Impact of Genetic Testing and Sex Differences among Patients with Familial Hypercholesterolemia: The Hokuriku-plus Familial Hypercholesterolemia Registry Study

We aimed to clarify the degree and factors associated with low-density lipoprotein (LDL)-cholesterol treatment target attainment among patients with heterozygous familial hypercholesterolemia (HeFH) using the Hokuriku-plus FH registry. The Hokuriku-plus FH registry (UMIN000038210) was a prospective, observational, multicenter cohort study that enrolled consecutive patients with FH who fulfilled the clinical criteria for FH in Japan from 37 participating hospitals, mostly in the Hokuriku region, from April 2020 to March 2024. This registry collects data on clinical parameters, including lipid levels, physical findings, genetic background, and clinical events.
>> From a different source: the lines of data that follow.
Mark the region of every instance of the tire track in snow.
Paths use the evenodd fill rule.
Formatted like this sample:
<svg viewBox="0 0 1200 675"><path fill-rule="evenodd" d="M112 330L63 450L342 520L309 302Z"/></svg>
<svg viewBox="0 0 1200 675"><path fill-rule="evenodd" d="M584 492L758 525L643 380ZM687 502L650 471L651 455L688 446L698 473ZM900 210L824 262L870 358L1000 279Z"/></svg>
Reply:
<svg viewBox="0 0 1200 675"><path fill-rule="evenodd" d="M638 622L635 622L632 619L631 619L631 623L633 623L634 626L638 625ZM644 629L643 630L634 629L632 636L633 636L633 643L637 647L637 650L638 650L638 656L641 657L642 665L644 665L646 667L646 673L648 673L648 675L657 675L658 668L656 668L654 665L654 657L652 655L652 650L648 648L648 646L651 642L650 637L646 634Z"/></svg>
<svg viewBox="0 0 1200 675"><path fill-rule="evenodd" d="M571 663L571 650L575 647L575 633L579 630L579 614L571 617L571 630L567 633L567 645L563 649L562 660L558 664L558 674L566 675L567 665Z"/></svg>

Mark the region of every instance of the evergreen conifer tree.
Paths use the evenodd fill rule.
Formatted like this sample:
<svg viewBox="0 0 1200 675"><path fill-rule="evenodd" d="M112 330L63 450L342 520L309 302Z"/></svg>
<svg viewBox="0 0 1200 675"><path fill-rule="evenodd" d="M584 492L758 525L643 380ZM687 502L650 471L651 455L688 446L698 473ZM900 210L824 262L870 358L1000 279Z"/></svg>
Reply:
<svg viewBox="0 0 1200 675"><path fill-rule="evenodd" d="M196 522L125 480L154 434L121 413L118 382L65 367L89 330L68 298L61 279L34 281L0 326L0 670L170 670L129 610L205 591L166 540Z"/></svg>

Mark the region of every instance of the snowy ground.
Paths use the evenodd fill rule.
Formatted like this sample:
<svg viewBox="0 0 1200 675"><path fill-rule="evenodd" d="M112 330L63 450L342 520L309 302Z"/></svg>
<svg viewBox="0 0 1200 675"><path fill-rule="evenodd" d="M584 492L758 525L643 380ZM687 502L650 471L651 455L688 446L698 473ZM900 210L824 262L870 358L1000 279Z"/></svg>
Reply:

In total, 431 patients were enrolled, and the median followup period was 3.1 years. We assessed the degree and factors associated with LDL-cholesterol treatment target attainment among patients with HeFH using the Hokuriku-plus FH registry. Among the 431 patients, sufficient data were collected from 386 patients. Logistic regression analysis revealed that male sex (odds ratio [OR] = 2.16, 95% confidence interval [CI]: 1.14-3.18, p＜0.001) and genetic testing (OR = 1.68, 95% CI: 1.10-2.26, p＜0.001) were significantly associated with LDL-cholesterol treatment target attainment. In fact, female patients were less likely to attain LDL-cholesterol treatment target than male patients (24.0% vs. 38.1%, p＜0.001), and patients who did not undergo genetic testing were less likely to attain LDL-cholesterol treatment target than those who underwent genetic testing (24.5% vs. 37.1%, p＜0.001). Sex bias and masked genetic status are significant barriers to the clinical management of patients with HeFH.